Une représentation géographique du Web: Web Trend Map 4

Petit news aujourd’hui pour marquer la sortie de la dernière édition de la Web Trend Map. Il s’agit d’un travail de représentation d’Internet, ou du moins des 333 domaines et des 111 personnes les plus influentes du Net. Il a était réalisé par iA, une société établie au Japon, qui travail sur la construction de “marque interactive“.

Ce qui est intéressant dans ce travail, c’est qu’ils cherchent à représenter le web en le transposant au monde réel, puisqu’en effet, leur carte est en fait celle du métro de Tokyo. Ainsi, je vois dans cette réalisation une tentative de concrétiser un espace totalement abstrait, d’où le lien avec les mondes virtuels et la raison de cet article ici. Car même si ce n’est pour l’instant qu’une image interactive, la mise en place d’un système de navigation de site en site à partir de ce concept pourrait facilement voir le jour et serait une grande évolution, puisqu’actuellement, la “géographie” d’Internet n’est défini que par les résultats des moteurs de recherche.

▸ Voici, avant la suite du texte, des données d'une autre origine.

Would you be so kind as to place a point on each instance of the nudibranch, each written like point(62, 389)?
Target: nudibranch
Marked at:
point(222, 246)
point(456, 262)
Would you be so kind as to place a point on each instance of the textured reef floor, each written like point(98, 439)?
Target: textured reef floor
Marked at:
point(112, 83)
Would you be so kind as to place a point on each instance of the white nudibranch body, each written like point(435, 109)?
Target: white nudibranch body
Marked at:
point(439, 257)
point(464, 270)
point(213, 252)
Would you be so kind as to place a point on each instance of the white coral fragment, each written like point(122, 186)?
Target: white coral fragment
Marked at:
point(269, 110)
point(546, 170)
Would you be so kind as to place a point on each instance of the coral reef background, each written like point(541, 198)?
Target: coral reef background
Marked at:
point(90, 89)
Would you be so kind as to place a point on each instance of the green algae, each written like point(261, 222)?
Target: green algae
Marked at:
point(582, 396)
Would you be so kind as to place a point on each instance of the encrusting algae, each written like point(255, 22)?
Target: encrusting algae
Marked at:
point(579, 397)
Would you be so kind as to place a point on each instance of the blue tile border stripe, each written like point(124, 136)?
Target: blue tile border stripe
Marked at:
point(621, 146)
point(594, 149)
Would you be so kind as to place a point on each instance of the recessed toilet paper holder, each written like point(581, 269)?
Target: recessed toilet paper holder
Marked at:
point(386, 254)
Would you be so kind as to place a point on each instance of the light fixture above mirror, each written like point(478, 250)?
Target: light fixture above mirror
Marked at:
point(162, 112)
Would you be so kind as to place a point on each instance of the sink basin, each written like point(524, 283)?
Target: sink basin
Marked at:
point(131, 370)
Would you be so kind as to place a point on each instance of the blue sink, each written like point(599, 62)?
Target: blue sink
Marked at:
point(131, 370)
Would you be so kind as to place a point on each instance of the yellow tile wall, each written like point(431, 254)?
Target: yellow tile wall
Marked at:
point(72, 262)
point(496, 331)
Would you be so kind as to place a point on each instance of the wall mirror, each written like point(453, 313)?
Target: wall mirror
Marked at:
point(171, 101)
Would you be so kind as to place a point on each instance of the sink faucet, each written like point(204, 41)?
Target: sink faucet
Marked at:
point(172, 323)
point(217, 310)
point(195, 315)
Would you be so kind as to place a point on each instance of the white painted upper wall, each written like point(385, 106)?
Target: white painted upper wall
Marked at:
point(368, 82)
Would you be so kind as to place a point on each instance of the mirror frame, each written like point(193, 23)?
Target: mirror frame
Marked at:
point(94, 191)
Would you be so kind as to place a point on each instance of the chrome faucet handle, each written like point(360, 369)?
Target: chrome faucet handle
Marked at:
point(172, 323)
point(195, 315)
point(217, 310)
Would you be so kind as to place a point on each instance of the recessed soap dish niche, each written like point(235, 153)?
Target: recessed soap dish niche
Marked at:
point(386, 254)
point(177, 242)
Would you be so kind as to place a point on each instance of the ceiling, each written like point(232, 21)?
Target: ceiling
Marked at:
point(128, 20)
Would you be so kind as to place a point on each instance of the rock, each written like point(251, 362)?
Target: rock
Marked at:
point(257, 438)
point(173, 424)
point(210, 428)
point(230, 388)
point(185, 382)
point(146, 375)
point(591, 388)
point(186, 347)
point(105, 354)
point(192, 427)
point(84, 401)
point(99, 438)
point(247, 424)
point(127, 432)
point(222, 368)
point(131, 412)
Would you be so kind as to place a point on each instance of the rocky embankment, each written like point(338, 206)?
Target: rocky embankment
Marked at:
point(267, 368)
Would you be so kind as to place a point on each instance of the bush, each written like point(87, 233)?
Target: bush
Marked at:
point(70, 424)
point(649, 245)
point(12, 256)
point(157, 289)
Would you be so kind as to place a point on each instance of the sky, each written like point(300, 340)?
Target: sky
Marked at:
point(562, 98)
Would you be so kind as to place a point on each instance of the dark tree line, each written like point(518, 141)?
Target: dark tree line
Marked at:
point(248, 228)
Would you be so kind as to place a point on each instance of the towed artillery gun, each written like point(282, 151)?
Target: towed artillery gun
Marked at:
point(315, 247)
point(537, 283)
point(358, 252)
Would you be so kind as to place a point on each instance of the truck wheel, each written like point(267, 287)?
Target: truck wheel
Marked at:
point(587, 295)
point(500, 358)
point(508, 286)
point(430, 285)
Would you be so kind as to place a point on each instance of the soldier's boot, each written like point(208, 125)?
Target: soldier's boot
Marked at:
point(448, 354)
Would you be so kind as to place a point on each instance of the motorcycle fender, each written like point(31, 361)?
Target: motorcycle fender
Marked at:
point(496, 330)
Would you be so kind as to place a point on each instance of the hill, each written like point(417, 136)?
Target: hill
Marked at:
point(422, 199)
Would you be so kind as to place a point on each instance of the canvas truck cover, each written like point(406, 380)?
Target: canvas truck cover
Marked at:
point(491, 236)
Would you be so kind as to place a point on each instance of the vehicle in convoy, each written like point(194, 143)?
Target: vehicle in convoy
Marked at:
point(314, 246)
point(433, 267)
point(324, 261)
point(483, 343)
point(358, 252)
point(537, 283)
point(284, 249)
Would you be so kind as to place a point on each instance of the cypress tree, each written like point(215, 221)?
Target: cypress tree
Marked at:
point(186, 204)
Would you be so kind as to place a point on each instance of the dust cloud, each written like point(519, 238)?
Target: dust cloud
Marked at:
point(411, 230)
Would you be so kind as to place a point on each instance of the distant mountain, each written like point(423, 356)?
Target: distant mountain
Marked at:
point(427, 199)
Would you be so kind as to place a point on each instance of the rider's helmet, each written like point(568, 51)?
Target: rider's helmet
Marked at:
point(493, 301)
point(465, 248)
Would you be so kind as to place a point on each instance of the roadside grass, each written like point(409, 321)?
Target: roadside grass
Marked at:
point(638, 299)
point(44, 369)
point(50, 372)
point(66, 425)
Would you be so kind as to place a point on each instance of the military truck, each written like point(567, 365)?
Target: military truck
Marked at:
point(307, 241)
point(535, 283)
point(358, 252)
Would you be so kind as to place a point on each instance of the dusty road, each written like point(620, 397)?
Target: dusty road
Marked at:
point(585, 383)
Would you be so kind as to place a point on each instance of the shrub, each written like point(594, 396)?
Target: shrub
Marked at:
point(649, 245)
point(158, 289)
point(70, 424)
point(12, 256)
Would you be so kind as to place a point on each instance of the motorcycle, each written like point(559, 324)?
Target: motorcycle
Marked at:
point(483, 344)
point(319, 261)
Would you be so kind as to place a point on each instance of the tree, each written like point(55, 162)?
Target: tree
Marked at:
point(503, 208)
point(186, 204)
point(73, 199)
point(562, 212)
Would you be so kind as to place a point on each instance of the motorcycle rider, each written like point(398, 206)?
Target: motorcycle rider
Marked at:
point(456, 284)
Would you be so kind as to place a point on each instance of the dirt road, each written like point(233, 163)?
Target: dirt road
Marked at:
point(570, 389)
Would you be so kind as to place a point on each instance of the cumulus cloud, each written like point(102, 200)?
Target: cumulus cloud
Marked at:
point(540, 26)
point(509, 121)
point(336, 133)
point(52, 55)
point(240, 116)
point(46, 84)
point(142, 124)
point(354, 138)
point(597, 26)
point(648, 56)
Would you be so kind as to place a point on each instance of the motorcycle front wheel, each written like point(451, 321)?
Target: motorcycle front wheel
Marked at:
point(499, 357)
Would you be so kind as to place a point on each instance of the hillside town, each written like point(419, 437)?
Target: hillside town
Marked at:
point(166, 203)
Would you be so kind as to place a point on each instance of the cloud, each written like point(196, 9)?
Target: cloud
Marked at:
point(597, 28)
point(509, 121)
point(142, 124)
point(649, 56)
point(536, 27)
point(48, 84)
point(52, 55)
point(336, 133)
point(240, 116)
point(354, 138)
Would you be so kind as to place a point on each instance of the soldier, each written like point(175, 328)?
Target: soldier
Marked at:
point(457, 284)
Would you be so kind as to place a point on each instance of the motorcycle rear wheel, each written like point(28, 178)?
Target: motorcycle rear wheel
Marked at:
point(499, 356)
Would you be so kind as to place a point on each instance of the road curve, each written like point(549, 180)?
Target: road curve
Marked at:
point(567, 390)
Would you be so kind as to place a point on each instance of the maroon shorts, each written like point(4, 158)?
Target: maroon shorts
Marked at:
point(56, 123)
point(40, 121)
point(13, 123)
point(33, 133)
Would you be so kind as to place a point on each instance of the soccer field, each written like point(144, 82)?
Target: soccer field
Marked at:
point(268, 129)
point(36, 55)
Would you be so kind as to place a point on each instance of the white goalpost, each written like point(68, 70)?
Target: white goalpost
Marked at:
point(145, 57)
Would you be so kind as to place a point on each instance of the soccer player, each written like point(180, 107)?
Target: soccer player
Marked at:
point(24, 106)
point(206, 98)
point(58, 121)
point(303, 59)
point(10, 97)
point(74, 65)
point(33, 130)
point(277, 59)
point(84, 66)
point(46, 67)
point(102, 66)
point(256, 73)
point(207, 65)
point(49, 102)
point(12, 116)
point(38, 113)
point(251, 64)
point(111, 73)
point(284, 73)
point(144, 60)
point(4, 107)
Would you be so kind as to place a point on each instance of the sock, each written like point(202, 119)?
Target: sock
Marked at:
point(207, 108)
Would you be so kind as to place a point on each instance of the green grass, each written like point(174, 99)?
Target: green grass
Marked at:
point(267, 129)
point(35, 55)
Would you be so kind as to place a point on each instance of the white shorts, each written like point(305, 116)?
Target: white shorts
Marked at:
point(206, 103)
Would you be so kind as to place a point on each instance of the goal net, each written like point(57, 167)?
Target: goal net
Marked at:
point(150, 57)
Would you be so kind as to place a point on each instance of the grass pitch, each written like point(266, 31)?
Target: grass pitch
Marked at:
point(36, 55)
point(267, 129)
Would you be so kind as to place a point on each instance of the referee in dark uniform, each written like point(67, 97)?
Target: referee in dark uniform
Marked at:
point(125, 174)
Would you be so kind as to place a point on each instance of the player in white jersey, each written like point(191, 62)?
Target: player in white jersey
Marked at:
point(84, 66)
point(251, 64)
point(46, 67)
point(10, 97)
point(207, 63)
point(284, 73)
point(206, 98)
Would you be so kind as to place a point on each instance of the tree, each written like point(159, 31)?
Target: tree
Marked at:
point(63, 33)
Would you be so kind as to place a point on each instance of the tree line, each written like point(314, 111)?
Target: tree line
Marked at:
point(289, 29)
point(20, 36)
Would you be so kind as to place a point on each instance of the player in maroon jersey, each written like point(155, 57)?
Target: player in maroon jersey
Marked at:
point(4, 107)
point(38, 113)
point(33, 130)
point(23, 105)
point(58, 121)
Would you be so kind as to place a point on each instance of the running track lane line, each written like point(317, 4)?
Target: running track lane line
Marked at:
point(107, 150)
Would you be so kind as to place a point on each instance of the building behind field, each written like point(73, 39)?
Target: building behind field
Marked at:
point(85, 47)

Resterais alors à en trouver l’intérêt, dont voici quelques pistes qui me viennent naturellement à l’esprit: pour l’utilisateur, un surf plus efficace, plus ciblé sur ses intérêts et ses envies du moments, pour les domaines, des visiteurs peut être moins nombreux mais avec un taux de transformation bien plus important, ainsi qu’une représentation claire de l’environnement concurrentiel. Enfin, quoi qu’il en soit, l’idée de cette carte me plait bien!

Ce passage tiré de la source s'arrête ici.